The active Switch I loop structure in NFeoB^St. A, stereo view of the GTP binding site. Shown in stick representation are the mant-GMPPNP molecule, the carbonyl oxygens of Gly²⁹ and Trp³¹ from the K-loop, and those residues involved in water (red spheres) and Mg²⁺ (dark gray sphere) coordination. The mant group from the nucleotide is disordered in the structure and has been removed for clarity. The water molecule Wat³² is situated in the same position as K⁺ in the structure of MnmE. The K⁺ ion, after superposition of NFeoB^St and MnmE (Protein Data Bank code 2GJ8), is shown as a transparent yellow sphere. B, the structure of the active Switch I loop in Ras-type GTPases. The G domain of NFeoB^St is shown in gray, and the mant-GMPPNP-bound Switch I loop is colored red.

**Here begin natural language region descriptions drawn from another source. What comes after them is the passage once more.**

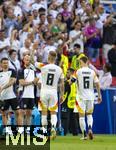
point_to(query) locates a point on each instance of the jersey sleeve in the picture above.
(13, 75)
(39, 65)
(62, 75)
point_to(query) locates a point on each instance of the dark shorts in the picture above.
(27, 103)
(11, 102)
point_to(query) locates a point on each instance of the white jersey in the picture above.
(86, 79)
(50, 76)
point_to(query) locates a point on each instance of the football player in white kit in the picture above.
(51, 76)
(86, 80)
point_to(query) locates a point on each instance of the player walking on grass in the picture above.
(51, 75)
(7, 94)
(86, 81)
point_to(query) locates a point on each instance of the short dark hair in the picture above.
(77, 45)
(41, 15)
(71, 70)
(12, 51)
(84, 59)
(4, 58)
(53, 54)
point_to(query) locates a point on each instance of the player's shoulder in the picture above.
(11, 70)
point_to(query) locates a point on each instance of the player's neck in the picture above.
(51, 62)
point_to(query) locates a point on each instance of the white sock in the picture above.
(44, 120)
(90, 120)
(82, 124)
(54, 120)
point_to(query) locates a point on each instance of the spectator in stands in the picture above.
(112, 59)
(4, 45)
(77, 36)
(93, 43)
(13, 60)
(105, 76)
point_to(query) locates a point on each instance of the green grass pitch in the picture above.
(100, 142)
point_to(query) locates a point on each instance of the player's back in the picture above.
(50, 75)
(86, 79)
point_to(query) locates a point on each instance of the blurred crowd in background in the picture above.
(36, 27)
(72, 28)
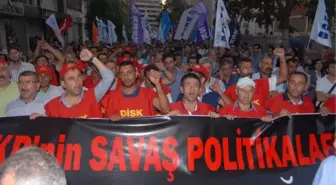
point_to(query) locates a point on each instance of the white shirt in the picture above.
(52, 92)
(170, 99)
(19, 108)
(16, 73)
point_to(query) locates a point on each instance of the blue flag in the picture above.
(164, 28)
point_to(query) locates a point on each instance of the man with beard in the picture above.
(77, 102)
(292, 101)
(8, 89)
(244, 107)
(27, 103)
(189, 105)
(16, 65)
(262, 86)
(132, 100)
(47, 91)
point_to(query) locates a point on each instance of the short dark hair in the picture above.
(149, 68)
(190, 76)
(330, 62)
(168, 55)
(29, 73)
(242, 60)
(292, 60)
(40, 56)
(299, 73)
(225, 62)
(190, 58)
(127, 63)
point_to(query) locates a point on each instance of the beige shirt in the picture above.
(7, 95)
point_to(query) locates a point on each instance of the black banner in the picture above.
(178, 150)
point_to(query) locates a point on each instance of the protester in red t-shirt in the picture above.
(189, 105)
(262, 86)
(77, 102)
(292, 101)
(329, 106)
(132, 100)
(244, 106)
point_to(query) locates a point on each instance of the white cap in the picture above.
(246, 81)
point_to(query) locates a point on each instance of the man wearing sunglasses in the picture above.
(28, 103)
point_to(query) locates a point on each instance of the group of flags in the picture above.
(193, 24)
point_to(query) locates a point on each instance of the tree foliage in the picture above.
(106, 10)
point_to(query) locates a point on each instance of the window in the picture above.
(75, 5)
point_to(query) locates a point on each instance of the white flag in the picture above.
(51, 21)
(125, 34)
(222, 30)
(112, 36)
(321, 30)
(146, 29)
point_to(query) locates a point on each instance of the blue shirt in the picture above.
(326, 174)
(233, 80)
(210, 98)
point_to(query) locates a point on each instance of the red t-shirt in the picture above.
(331, 104)
(89, 82)
(257, 111)
(138, 104)
(261, 92)
(282, 101)
(86, 108)
(202, 108)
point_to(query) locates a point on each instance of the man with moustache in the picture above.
(27, 103)
(8, 89)
(16, 65)
(262, 86)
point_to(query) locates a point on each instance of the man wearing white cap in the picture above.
(244, 107)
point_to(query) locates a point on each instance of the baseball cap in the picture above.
(246, 81)
(44, 70)
(68, 67)
(201, 69)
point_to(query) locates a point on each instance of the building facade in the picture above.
(153, 8)
(21, 20)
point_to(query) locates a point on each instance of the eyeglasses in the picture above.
(26, 82)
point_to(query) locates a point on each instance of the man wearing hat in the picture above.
(8, 89)
(326, 174)
(213, 98)
(76, 102)
(244, 107)
(47, 91)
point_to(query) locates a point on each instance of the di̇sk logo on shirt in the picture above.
(131, 113)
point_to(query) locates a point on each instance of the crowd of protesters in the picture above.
(125, 81)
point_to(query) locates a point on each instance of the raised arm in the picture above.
(107, 76)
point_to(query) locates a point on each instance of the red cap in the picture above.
(83, 65)
(122, 59)
(201, 69)
(44, 70)
(68, 67)
(3, 61)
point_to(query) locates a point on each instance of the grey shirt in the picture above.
(19, 108)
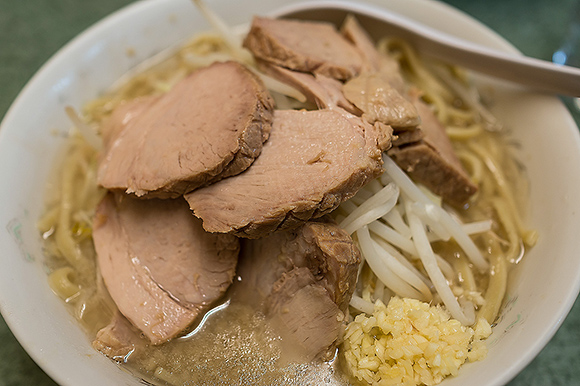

The active Switch I loops from Ras (Protein Data Bank code 1QRA), Ran (Protein Data Bank code 1RRP), Arf1 (Protein Data Bank code 1J2J), Arl3 (Protein Data Bank code 3BH6), and RhoA (Protein Data Bank code 1A2B) are shown in blue. C, the structure of the GTP-bound Switch I loop in the TEES superfamily of GTPases. Coloring as for B, with the active Switch I loops from MnmE (Protein Data Bank code 2GJ8), EngB (Protein Data Bank code 1SVW), Aquifex aeolicus Era (Protein Data Bank code 3IEV), and Thermus thermophilus Era (Protein Data Bank code 1WF3) shown in blue.

FIGURE 3.

Activation of NFeoB^St by monovalent cations. A, k_cat values for wild-type and N11A NFeoB^St in the presence of various monovalent cations. All of the GTP hydrolysis rates were measured in 200 mm salt under V_max conditions using a colorimetric-based phosphate detection assay. Cations are listed in order of increasing ionic radius: Li⁺ (76 pm), Na⁺ (102 pm), K⁺ (138 pm), NH₄⁺ (144 pm), Rb⁺ (152 pm), and Cs⁺ (169 pm). The errors bars are the standard deviations from three independent experiments, with those for N11A too small to be visualized. B, single-turnover hydrolysis of GTP in the presence of K⁺ and Na⁺, as measured by intrinsic tryptophan fluorescence from Trp³¹. 70 μm NFeoB^St was incubated with 30 μm GTP, and then nucleotide binding and hydrolysis was initiated with 1 mm MgCl₂ (time 0, dotted line). The drop in fluorescence upon MgCl₂ addition is caused by the reorientation of Trp³¹ in Switch I. As GTP is hydrolyzed, the fluorescence increases as Trp³¹ adopts its GDP-bound conformation. The k_cat values are calculated by fitting the data to a first order exponential association function.